This instrument will further our understanding of the impact of stigma in people with intellectual disability in clinical and research settings.
Stigma is a `mark' that distinguishes a person as being deviant, flawed, `spoiled' or generally undesirable.1 A second approach defines stigma as a form of negative social stereotyping or categorisation, where societal attitudes based on social norms and values give rise to stigma.2
Intellectual disability (or mental retardation) is defined as a significantly below-average level of intellectual functioning (IQ less than 70) with associated impairments in adaptive functioning (in at least two areas), arising before the age of 18 years.3 The UK Valuing People White Paper emphasises the need to improve the lives of people with intellectual disability (also known as learning disability in UK health services) through the promotion of rights, choices, independence and social inclusion, including access to mainstream services.4 However, despite these changes, people with intellectual disability continue to remain socially excluded and encounter stigma, prejudice and major barriers that restrict their human rights.5
The stigma of intellectual disability is often neglected by health professionals and researchers. Qualitative research has shown that people with intellectual disability are aware of the stigma of their disability and its social consequences. Those who leave state hospitals or family homes to live in the community, or in independent housing, experience abuse and rejection from others in the community and become aware of the stigma associated with institutions such as hospitals or adult centres for people with intellectual disability. They attempt to hide their disability as a way of avoiding stigmatisation.6,7
There is currently a lack of valid and reliable instruments measuring stigma in people with intellectual disability.
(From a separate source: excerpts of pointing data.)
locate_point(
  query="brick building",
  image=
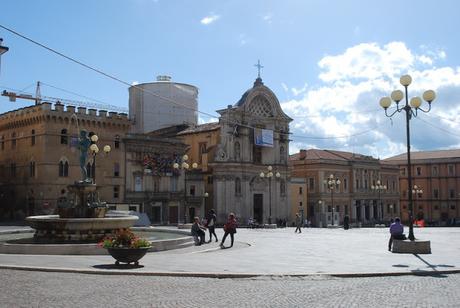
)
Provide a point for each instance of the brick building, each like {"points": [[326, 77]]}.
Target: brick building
{"points": [[437, 175]]}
Such an instrument would be useful in identifying the extent and severity of stigma encountered by service users with intellectual disability.
Ethical approval was obtained to conduct the study in five London boroughs. The study was conducted between February 2006 and February 2007. Individuals with mild to moderate intellectual disability were approached via three North London intellectual disability services and other voluntary organisations for people with intellectual disability. All participants were given an information sheet and were asked for informed consent.
Development phase and generation of items
Development work began with a literature search of the databases EMBASE, Medline and PsycINFO in order to identify validated instruments and questions assessing stigma in people with intellectual disability. Search terms included: stigma OR discrimination AND (learning disability OR mental retardation OR intellectual disability). Two published self-report instruments developed for use in school children and students were identified but both have limitations. The first contains ten items grouped under three categories: feeling different, anxiety and `poor in group concept' (used to describe the low opinion that people with intellectual disability have of others with intellectual disability).8 The items were chosen on the basis of face validity and reflected feelings about being `different', rather than just negative items. The instrument had good internal consistency (Cronbach's alpha=0.81) but test–retest reliability was not conducted by the authors. In a subsequent study, only two items were found to have adequate test–retest reliability.9 The wording of a number of items is also complex, making the items difficult to understand. The second published instrument is the Experience of Stigma Checklist containing 13 items: 8 items describing stigmatising treatment from key figures (parents, teachers, pupils) and 5 items describing non-threatening items.10 The internal consistency of the instrument was found to be low (Cronbach's alpha=0.61) and test–retest reliability was not conducted. Both of these instruments were not developed through consultation with service users or carers, and therefore content validity is questionable. Items from these instruments were not considered suitable for our use owing to the aforementioned problems and our target group being those aged above 18 years.
Key publications on stigma were examined in order to derive new questions. Forty-seven statements were generated including simplified versions of 20 statements from an instrument that had recently been developed to measure the stigma of mental illness.11
Determining content validity
In order to determine face and content validity of the questionnaire, we consulted a number of professionals in the field of intellectual disability, carers of people with intellectual disability and individuals with mild to moderate intellectual disability. As a first step, we led an open discussion about stigma at a meeting of psychiatrists, speech and language therapists, occupational therapists, nurses and psychologists, and asked for their views on the statements that had been generated from the literature search. The professionals were asked to rate the statements for comprehensibility, relevance and suitability; to make suggestions for further statements; and to give us their views on the most useful format for the instrument. We analysed the responses in order to arrive at a core set of statements, which were made into an accessible format using simple illustrations with the help of a speech and language therapist.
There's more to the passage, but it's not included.